Although I’m aiming for voluntary restraint rather than self-censorship, in practice some element of social pressure — and, thus, censorship — is probably inevitable. That doesn’t trouble me so long as these occasional acts of self-censorship actually widen spaces for the discussion of ideas by softening the climate of fear on our campuses.
Happily, no student has yet protested my class expectations — and I’m frankly not sure what I would do, if they did. But however my mix of class norms and guidelines evolve, they’ll grow up from experience, not simply downward from the abstract principles of academic freedom found in statements like Chicago’s.
Regrettably, too many on the right who advocate free speech have embraced a normless public square, one that celebrates transgression as an antidote to cancel culture. Of course, Donald Trump is the most prominent offender, as usual. From the beginning of his presidency, Mr.
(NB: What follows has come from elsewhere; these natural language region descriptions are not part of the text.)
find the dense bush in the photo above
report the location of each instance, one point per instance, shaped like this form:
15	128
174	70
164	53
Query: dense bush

Trump mocked the expectation that his speech should be “presidential.” But other conservative apostles of free speech have reveled in transgression as well. Before a delighted crowd at the University of Houston, for example, conservative provocateur Milo Yiannopoulos told one protester something so coarse the Times won’t even print it. He said, “[expletive] your feelings.”
The right’s libertine impulse is driven in part by an American obsession with authenticity. This cult of authenticity — now fueling conservatism’s populist turn — says our public expression should be unmediated by social pressures. But public life — both in and outside our college campuses — requires inauthenticity.
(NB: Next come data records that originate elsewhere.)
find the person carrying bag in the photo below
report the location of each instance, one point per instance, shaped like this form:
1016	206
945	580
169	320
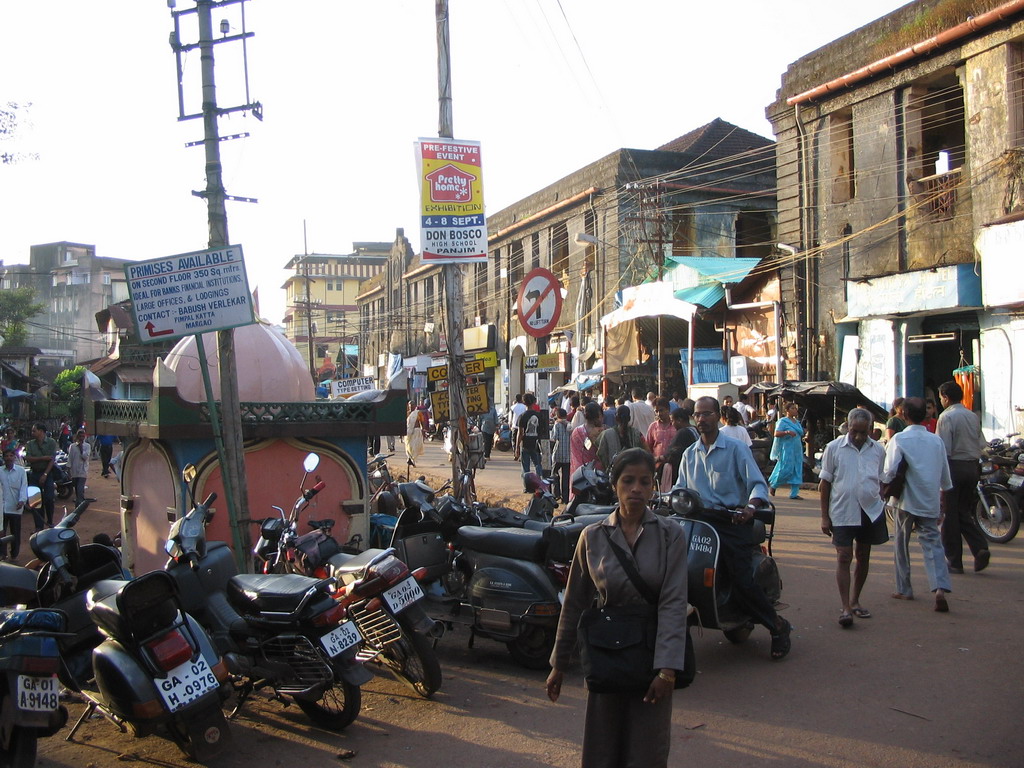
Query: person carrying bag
632	725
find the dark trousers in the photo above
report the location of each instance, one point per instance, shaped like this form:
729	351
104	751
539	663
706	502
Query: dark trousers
105	452
43	515
11	526
561	474
736	544
958	504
For all their errors, excesses and harms, advocates of “safetyism” on the left rightly reject this culture of transgression because they understand that normlessness can’t be a foundation for any community, even a free one.
Before their Trumpian turn, conservatives more often presupposed that a free people needed customs, habits and norms that civilize and integrate them into the social order. It was a bedrock principle we called ordered liberty. Especially in this age of anomie, conservatives need to re-embrace that tradition by giving more thought to the sort of culture and social integration that’s required to create a community of truth seekers.
That community will require safe spaces in our college classrooms. So, let’s stop opposing safety and freedom. Instead, let’s elaborate and defend our own version of safe spaces. Truly free and open inquiry in our classrooms depends on it.